The Best of all Possible Worlds

Dang, I had already written up a reply to this post, but lost it due to careless copy-pasting. Anyway --:

It’s I suppose possible that multiple possible worlds rank equally on the evil scale, and hence, differences between them are not instrumental in determining the best possible one – i.e. if for instance in one world, you had rice-a-roni, while in another, you had baked ziti, and yet both worlds rank equally, then the matter of your meal is immaterial with respect to determining which world is best. However, I’m not at all sure that different worlds can place exactly equally on the scale; in general, I think, everything will matter.

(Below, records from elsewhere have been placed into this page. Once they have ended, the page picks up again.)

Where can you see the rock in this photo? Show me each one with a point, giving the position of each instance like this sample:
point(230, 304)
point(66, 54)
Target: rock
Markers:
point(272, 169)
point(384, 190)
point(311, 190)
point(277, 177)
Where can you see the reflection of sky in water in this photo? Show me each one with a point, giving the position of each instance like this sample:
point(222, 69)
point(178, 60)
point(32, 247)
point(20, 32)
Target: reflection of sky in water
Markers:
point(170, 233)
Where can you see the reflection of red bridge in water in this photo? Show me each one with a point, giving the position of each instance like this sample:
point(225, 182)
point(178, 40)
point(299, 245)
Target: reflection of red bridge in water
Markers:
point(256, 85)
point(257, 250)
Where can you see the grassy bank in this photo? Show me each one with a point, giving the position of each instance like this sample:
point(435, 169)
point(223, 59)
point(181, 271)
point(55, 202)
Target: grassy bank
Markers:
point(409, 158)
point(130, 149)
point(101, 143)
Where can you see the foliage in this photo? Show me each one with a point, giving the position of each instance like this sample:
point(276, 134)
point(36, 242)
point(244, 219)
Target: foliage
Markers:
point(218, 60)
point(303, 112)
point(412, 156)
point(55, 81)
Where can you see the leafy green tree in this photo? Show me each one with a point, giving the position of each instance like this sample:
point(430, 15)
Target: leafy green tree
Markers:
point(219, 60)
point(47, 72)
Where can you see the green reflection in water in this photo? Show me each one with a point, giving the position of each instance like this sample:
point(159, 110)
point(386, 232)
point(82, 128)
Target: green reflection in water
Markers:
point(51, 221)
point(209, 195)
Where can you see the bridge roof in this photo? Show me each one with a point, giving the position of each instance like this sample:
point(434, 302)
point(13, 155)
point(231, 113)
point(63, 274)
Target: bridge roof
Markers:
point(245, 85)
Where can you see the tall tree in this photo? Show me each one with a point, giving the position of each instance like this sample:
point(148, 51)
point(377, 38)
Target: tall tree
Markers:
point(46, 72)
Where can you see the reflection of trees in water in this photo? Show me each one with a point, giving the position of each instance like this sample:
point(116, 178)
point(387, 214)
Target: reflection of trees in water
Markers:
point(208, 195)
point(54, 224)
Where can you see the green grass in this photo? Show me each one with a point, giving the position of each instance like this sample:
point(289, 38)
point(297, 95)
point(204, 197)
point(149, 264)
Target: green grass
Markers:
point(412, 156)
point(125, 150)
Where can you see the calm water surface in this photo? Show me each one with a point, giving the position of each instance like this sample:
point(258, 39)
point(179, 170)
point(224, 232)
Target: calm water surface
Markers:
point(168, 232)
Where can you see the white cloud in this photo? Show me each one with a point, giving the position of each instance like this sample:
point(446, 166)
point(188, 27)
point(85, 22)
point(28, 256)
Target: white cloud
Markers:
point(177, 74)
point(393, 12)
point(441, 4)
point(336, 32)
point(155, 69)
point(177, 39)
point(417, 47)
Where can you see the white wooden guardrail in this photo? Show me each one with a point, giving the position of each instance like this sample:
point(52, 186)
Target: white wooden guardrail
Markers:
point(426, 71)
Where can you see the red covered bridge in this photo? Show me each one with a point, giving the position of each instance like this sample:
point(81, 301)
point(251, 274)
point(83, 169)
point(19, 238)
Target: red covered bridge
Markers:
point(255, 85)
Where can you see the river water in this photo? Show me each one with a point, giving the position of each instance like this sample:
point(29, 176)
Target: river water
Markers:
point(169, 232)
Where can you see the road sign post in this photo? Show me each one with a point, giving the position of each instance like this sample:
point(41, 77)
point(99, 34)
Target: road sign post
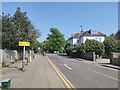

As for your second question, as I’ve stated in my summary, the metric with respect to which to optimise is god’s to choose – and after all, in common Christian belief, he’s what determines goodness (and by extension, evilness) anyway. Furthermore, it’s not at all a problem to optimise with respect to multiple parameters, however, in this case it is likely that optimisation in for instance two parameters will end up with a world placing worse on each of them than if either had been optimised for separately – for instance, god might desire a world in which there is as much free choice, but as little evil as possible, and choose the world that places best on these two parameters combined; however, he will generally wind up with a world that is less free than had it been optimised solely for freedom, and more evil than if the optimisation had been towards minimum evilness exclusively.

As the original context of the discussion was with respect to the problem of evil, evil as understood in whatever framing of the problem you prefer was what I used as optimisation parameter.